As per the information provided in the question

EBIT = $ 500,000 ; Depreciation = $ 40,000 ; Interest Expense = $ 30,000 ;

The cash coverage ratio is

= ( $ 500,000 + $ 40,000 ) / $ 30,000 = $ 540,000 / $ 30,000

= 18.00 ( when rounded off to two decimal places )

The firm’s cash coverage ratio = 18 times.

This implies that the company has 18 times the amount of cash required to pay its Interest expense.
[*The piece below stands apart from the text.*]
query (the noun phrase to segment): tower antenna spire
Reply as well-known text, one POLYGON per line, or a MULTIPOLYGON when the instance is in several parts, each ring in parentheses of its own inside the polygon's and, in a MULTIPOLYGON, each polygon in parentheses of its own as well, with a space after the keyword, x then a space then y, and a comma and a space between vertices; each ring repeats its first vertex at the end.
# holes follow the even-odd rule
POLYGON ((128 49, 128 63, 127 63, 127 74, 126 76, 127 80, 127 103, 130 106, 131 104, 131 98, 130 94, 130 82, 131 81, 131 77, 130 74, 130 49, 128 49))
*Objective 2 : To find the cash available to repay the current liabilities*

When the objective is to find the cash available to repay the current liabilities, the formula for calculating the cash coverage ratio shall be

= Cash and cash equivalents / Current liabilities

Cash equivalents are short term assets and investments that can be converted into cash within a period of 90 days.

**Example :**

Cashjoy co. has Cash of $ 500,000, Short term marketable securities of $ 100,000 and Current liabilities of $ 150,000. Calculate the cash coverage ratio.

**Solution :**

As per the information provided in the question we have

Cash = $ 500,000 ; Short term marketable securities = $ 100,000 ;

Current liabilities = $ 150,000 ;

The cash coverage ratio is calculated as follows :

= ( $ 500,000 + $ 1000,000 ) / $ 150,000 = $ 600,000 / $ 150,000

= 4.00 ( when rounded off to two decimal places )

The firm’s cash coverage ratio = 4 times.

This implies that the company has 4 times the amount of cash required to pay its Current liabilities.